BMJ Open. 2020 Feb 25;10(2):e033127. doi: 10.1136/bmjopen-2019-033127.
Disclosure of a hereditary condition in the family poses notable challenges for patients who often seek the assistance of genetic health professionals (GHPs). This study aimed to investigate GHPs' opinions about the ideal time for disclosure to offspring and their responsibility to at-risk relatives.
Cross-sectional qualitative study.
Genetic familial cancer clinics related to mostly secondary and tertiary care hospitals and centres in urban, regional and rural areas across all states of Australia.
GHPs (N=73) including clinical geneticists, genetic counsellors, medical specialists, nurses, surgeons and mental health specialists (eg, psychiatrists, psychologists) who had worked with and families for an average of 9 years.
Focus groups and interviews were transcribed and analysed thematically. GHPs perceived that life stage, maturity, parents' knowledge and capacity to disseminate information influenced parent-offspring disclosure.

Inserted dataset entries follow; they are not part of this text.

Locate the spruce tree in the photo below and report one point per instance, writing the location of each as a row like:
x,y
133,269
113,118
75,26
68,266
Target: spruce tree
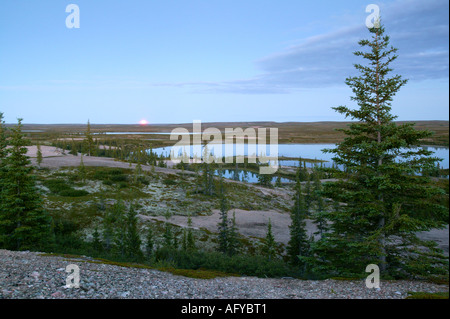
x,y
190,240
149,242
3,152
88,142
269,247
298,246
24,224
223,226
386,199
133,240
233,237
39,155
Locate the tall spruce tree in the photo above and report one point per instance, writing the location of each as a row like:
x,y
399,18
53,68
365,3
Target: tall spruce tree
x,y
386,199
269,247
39,155
3,151
24,224
223,226
133,240
298,245
88,142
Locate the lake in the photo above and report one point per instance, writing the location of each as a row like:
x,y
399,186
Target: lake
x,y
307,151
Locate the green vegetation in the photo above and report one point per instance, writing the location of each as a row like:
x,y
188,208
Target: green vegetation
x,y
386,199
369,214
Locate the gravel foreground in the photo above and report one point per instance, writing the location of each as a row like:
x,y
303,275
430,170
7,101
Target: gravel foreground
x,y
30,275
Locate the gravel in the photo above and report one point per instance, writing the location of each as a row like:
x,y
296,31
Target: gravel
x,y
30,275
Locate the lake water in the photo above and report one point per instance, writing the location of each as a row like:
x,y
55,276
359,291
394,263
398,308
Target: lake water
x,y
307,151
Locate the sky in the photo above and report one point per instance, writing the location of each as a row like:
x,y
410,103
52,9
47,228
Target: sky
x,y
175,61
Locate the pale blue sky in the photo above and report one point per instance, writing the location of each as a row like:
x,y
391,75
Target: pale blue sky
x,y
175,61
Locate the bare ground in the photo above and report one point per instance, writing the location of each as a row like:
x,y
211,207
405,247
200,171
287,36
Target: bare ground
x,y
249,223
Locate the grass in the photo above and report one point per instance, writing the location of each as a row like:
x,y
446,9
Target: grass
x,y
427,295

In general, GHPs recommended early informal conversations with offspring about a family illness. GHPs considered that facilitation of disclosure to relatives using counselling strategies was their responsibility, yet there were limitations to their role (eg, legal and resource constraints). Variability exists in the extent to which genetic clinics overcome challenges to disclosure.
GHPs' views on the ideal time for the disclosure of genetic risk are generally dependent on the patient's age and relative's ability to disclose information. A responsibility towards the patient and their at-risk relative was widely accepted as a role of a GHP but views vary depending on legislative and specialty differences. Greater uniformity is needed in genetic procedural guidelines and the role of each discipline (eg, geneticists, genetic counsellors, oncologists, nurses and mental health specialists) in genetic clinics to manage disclosure challenges.
向患者披露家族遗传性疾病会带来显著挑战,而这些患者通常会寻求遗传健康专业人员(GHPs)的帮助。本研究旨在调查 GHPs 对向后代披露的理想时间以及对有风险亲属的责任的看法。
横断面定性研究。
与主要二级和三级保健医院以及澳大利亚所有州的城乡地区的中心相关的遗传家族癌症诊所。
GHPs(N=73),包括临床遗传学家、遗传咨询师、医学专家、护士、外科医生和心理健康专家(如精神科医生、心理学家),他们平均与 1 个家庭合作了 9 年。
对焦点小组和访谈进行了转录和主题分析。GHPs 认为,生活阶段、成熟度、父母的知识和传播信息的能力会影响父母与子女之间的披露。一般来说,GHPs 建议与子女进行关于家庭疾病的早期非正式对话。GHPs 认为,使用咨询策略促进向亲属披露是他们的责任,但他们的角色存在局限性(例如,法律和资源限制)。遗传诊所克服披露挑战的程度存在差异。
GHPs 对遗传风险披露的理想时间的看法通常取决于患者的年龄和亲属传播信息的能力。对患者及其有风险亲属的责任感得到了广泛认可,但由于立法和专业差异,观点各不相同。遗传程序指南和遗传诊所中每个学科(例如遗传学家、遗传咨询师、肿瘤学家、护士和心理健康专家)的角色需要更加统一,以管理披露挑战。